Talk:Statistics
From Wikibooks, the open-content textbooks collection
Contents |
[edit] About
- Started: 29 February 2004
- Size: 43,200 words. (June 2009)
- Recent changes
- All subpages
[edit] Practice Problems
I added a "practise problem" section. I see no precedent for this, nor any discussion of it, so I'm just going ahead and doing something. I'll mark the new problem as new. Please double check those and then remove the "new" marking. Thanks. AdamRetchless 14:05, 24 Aug 2004 (UTC)
- It might make more sense to put a 'practice problem' section at the end of each chapter. But what if the last chapter (where you have these practice problems now) had solutions to the "odd numbered problems" as is often the case in textbooks? --Murraytodd 19:32, 15 Sep 2004 (UTC)
[edit] Quantiles/Quartiles
This is probably fairly moot since the actual section hasn't even been written yet, but should the section be titled Quantiles or Quartiles? Both are common in statistics and I don't know which would be more likely to be the header of a section.--Carraway 19:05, 25 Aug 2004 (UTC)
- Good point. Quartiles are a better title given the context of the chapter. --Llywelyn 08:18, 26 Aug 2004 (UTC)
- I would disagree. Quantiles is a more general term. Ie. a quartile is a type of quantile, but the converse is not true. In fact, the quartile section now discusses quantiles, quinties and percentiles, none of which are quartiles! --Murraytodd 19:32, 15 Sep 2004 (UTC)
- I agree with Murraytodd, the section should be titled "Quantiles", since not only quartiles are mentioned, but also quintiles, deciles and percentiles.Nijdam 16:05, 31 March 2006 (UTC)
- As far as I know, quintiles is the general term. For example F(x) = 1 − α is called the alpha-quintile of the stochastic variable X. Quartile refers to fixed quintiles in steps of 25%, where alpha is 25%, 50% (median) and 75%. For steps of 10% we have got deciles, and for single percentages we have percentiles. I hope that I am bringing light to this discussion. I will see if I can fix it.
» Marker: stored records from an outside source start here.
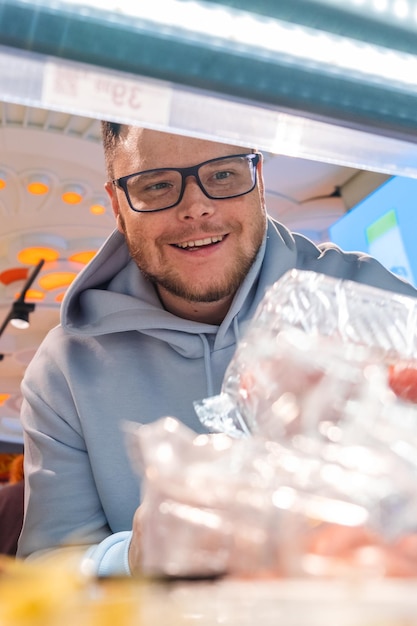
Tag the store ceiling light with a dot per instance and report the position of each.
(97, 208)
(260, 36)
(33, 254)
(38, 184)
(3, 179)
(73, 194)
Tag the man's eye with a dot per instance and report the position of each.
(158, 186)
(222, 175)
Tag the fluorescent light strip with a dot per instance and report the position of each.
(258, 35)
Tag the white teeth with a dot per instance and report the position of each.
(200, 242)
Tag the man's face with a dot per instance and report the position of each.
(158, 241)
--Whisky Brewer 22:54, 27 Dec 2006 (UTC)
[edit] Distributions
I took the liberty or rearranging the distributions chapter a little bit. First, I separated the discrete and continuous distributions, then I placed them in a more natural order—from the simplest to the more complex. We should be careful when writing this chapter to create a consistent "train of thought" to link these distributions together, lest our "textbook" turn into an unreadable encyclopedia. I would suggest that whenever applicable we show phenomena in the real world that follow these sorts of distributions. For example, the Exponential distribution being a good measure of "time to failure" like the lifespan of lightbulbs; the Poisson distribution being the distribution of how many customers walk into a store in any 5-minute interval; the Binomial distribution being the number of students in the classroom with green eyes—and thus a sum of simple Bernoulli trials. (Oh, and I added the Bournoulli distribution!) --Murraytodd 19:32, 15 Sep 2004 (UTC)
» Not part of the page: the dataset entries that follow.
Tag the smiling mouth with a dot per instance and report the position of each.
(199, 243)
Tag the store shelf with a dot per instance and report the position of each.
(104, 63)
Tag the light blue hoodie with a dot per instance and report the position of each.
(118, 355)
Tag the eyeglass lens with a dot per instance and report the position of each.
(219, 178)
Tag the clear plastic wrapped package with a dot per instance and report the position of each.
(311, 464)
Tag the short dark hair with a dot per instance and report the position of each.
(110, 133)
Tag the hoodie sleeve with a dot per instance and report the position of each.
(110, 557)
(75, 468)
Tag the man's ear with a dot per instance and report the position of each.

[edit] A Programming Language
What would people think of the idea of adopting R as an optional tool for students within this text? R is arguably the up-and-coming standard in academic statistics programs (at least the graduate programs) and it's Open Source and available for Windows, Mac OS X and Linux. It would be nice to occasionally show how results can be computed using R. When we show graphs of distributions, etc., we could include the R code that was used to generate those graphs. It would be an excellent resource for potential students. --Murray Todd Williams 22:38, 15 Sep 2004 (UTC)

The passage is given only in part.